His team said in a statement that he believed "he will be completely cleared of all charges".
Steinmetz was first found guilty by a lower court two years ago of setting up a complex financial web to pay bribes to ensure his company could obtain permits in Guinea's southeastern Simandou region.
The area is estimated to contain the world's biggest untapped iron ore deposits.
The appeals court upheld most of the findings against him, finding him guilty of corrupting foreign public servants, but cleared him of the charge of forgery.
The 67-year-old businessman, who made his fortune in diamonds, was sentenced by the appeals court to three years in prison, with half of that sentence suspended.
That was well below the five-year sentence he was handed after his first trial, but the appeals judges confirmed the lower court ruling he should pay 50 million Swiss francs ($52 million) in compensation.
Two of his alleged co-conspirators were given shorter jail terms.
"All three, in complementary roles, are guilty of corrupting foreign public agents by influencing the mining rights attribution process in the Simandou region," the appeals court said in a statement.
In his statement, Steinmetz said "the Geneva Court of Appeal failed to do justice," describing its decision as "iniquitous".
"Beny Steinmetz considers that the Geneva justice system turned a blind eye to procedural flaws, stretched the rules of jurisdiction, compensated for the lack of evidence, and misused the penal code to save a conviction that it did not dare to dismiss," the statement said.
'Pact of corruption'
Steinmetz, who lives in Israel, will not serve any prison time until the appeals process has been exhausted.
During the appeals trial, the prosecutors doubled down on the picture painted during the original trial of Steinmetz leading the charge to bribe a wife of then-Guinean president Lansana Conte and others in order to win lucrative mining rights in Simandou.
Beny Steinmetz Group Resources (BSGR) obtained the rights – which had been stripped from mining giant Rio Tinto – shortly before Conte died in 2008, after about $10 million was allegedly paid in bribes over a number of years through different channels.
BSGR received the rights against an investment of $160 million, but 18 months later sold 51 percent of its stake in the concession to Vale of Brazil for $2.5 billion.

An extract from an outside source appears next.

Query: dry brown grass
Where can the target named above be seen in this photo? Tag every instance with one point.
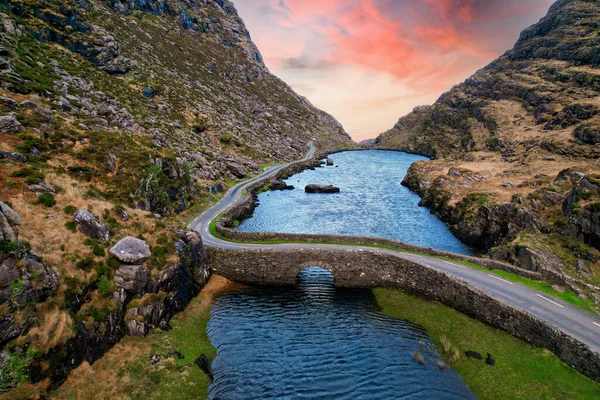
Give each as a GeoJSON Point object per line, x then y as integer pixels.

In 2013, Guinean president Alpha Conde reviewed the permits allotted under Conte and stripped the VBG consortium formed by BSGR and Vale of its permit.
Prosecutors claimed Steinmetz and his associates entered a "pact of corruption" with Conte and his fourth wife Mamadie Toure to obtain the exploration rights.
The appeals court ruled he had paid her $8.5 million.
Steinmetz's defence maintained there was nothing inappropriate about how BSGR obtained the permits, and that Rio Tinto lost half the concessions for failing to develop them.